As a kid growing up in India, I remember taking more than my fair share of cold baths. Showers were considered a wasteful luxury. The norm for bathing, in most households was (you better believe it) a bucket and a mug.
Drinking water would only be available for an hour each in the morning and evening, so we took turns to fill up bottles to last the day.
We were used to power outages at school or home. They were a part of life, and yes, we survived. They were actually a great excuse to get together with the neighborhood kids and play in candlelight.
My dad would always remind me to turn off the faucet while brushing my teeth and turn off the lights when leaving a room. I have carried these habits through life in the United States for more than a decade now.
So, when I see my children being wasteful, it upsets me to no end.

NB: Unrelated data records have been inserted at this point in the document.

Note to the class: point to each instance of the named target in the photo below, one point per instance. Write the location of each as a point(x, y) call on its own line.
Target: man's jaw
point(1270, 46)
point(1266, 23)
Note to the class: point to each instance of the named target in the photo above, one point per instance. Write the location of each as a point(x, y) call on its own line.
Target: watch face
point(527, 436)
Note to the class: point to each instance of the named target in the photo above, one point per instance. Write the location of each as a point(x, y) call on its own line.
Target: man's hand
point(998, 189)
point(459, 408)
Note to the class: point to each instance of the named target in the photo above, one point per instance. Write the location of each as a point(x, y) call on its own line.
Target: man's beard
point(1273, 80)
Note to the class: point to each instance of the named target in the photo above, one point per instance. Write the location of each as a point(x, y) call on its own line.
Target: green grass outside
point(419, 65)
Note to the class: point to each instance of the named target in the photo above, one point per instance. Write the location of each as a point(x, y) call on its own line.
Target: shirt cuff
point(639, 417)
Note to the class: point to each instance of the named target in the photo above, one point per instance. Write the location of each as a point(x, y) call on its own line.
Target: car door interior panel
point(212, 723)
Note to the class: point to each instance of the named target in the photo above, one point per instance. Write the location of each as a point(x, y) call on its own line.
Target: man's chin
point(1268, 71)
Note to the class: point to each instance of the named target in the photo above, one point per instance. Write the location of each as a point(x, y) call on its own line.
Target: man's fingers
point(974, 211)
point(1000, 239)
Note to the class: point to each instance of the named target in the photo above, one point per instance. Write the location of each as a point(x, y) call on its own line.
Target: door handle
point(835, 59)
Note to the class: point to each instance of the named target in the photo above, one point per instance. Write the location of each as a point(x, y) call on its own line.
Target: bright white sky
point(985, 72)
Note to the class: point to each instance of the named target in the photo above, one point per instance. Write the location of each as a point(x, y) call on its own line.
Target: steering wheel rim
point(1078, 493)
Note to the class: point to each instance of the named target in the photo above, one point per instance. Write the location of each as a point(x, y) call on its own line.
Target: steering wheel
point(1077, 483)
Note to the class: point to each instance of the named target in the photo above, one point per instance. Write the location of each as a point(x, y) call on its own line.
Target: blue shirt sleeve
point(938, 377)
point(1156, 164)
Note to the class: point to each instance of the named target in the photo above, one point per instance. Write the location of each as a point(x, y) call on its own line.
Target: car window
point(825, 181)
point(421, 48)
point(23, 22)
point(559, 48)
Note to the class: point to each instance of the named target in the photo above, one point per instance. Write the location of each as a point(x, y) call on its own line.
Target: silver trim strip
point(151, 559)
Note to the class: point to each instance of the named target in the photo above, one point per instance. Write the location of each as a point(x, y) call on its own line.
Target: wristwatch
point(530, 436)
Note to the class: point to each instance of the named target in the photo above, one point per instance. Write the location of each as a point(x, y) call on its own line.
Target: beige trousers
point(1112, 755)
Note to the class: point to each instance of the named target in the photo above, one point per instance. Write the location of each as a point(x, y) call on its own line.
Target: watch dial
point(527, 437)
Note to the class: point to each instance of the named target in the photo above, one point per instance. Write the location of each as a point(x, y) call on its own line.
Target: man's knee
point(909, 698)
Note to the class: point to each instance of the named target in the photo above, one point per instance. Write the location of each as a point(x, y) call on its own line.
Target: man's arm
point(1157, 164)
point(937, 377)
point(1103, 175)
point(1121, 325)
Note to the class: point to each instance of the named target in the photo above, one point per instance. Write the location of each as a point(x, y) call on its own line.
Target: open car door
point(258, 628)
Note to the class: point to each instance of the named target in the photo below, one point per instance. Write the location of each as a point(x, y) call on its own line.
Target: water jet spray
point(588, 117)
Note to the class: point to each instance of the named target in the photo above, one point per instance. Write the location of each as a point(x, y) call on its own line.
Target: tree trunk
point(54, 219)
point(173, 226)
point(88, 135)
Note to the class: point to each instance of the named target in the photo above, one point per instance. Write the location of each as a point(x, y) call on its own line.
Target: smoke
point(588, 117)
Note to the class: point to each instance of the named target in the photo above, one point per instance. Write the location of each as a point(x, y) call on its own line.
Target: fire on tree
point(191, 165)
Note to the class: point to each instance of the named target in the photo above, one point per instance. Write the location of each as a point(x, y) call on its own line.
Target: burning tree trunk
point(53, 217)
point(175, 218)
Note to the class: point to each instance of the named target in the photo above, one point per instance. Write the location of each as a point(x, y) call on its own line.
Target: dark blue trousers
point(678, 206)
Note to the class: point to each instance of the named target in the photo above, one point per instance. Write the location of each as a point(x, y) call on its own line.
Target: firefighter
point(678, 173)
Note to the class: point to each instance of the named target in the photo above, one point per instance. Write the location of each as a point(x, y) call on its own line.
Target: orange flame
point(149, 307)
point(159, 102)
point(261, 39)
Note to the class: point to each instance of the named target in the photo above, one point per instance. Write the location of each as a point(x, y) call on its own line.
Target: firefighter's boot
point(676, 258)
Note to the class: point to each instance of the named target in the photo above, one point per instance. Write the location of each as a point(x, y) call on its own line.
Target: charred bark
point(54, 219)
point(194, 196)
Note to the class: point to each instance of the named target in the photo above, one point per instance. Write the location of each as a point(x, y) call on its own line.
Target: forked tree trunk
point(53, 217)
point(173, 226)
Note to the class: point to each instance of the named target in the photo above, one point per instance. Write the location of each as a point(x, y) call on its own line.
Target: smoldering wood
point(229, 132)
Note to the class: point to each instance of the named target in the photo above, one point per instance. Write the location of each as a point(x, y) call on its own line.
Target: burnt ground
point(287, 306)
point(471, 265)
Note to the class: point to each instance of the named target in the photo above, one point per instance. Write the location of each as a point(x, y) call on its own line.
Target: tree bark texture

It’s hard to teach your kids about precious resources when they are so readily available. But I do my best.
And, I love it when my friends suggest ways (ever so gently) for even me to not be wasteful.
For example, I would dump water from my kids’ water bottles at the end of the day. Why not use it to water the plants instead? Or pour it in the steam iron. Or your puppy’s bowl.
Just don’t let it go down the drain.
It’s not hard to find ideas on how to teach children conservation.
SRP partners with the local nonprofit group, Water – Use it Wisely, which has an entire section on its website loaded with tips and lesson plans to teach the young ones around you how to save water and energy. I’m definitely going to use the water activity pages for kids, full of fun puzzles and matching games that help reinforce these ideas without it seeming like a chore.
And, if cartoons are the only way to grab their attention, our adorable energy hog should do the job. Who doesn’t want to learn from a hog that’s sleepy, hungry or frozen?
If you’re an educator, SRP also offers age-appropriate and engaging educational materials, including coloring and activity books.
For me, Earth Day is a good reminder to reinforce some of those water and energy-saving habits in my kids. The earlier they are taught, the more they are likely to learn these habits for life.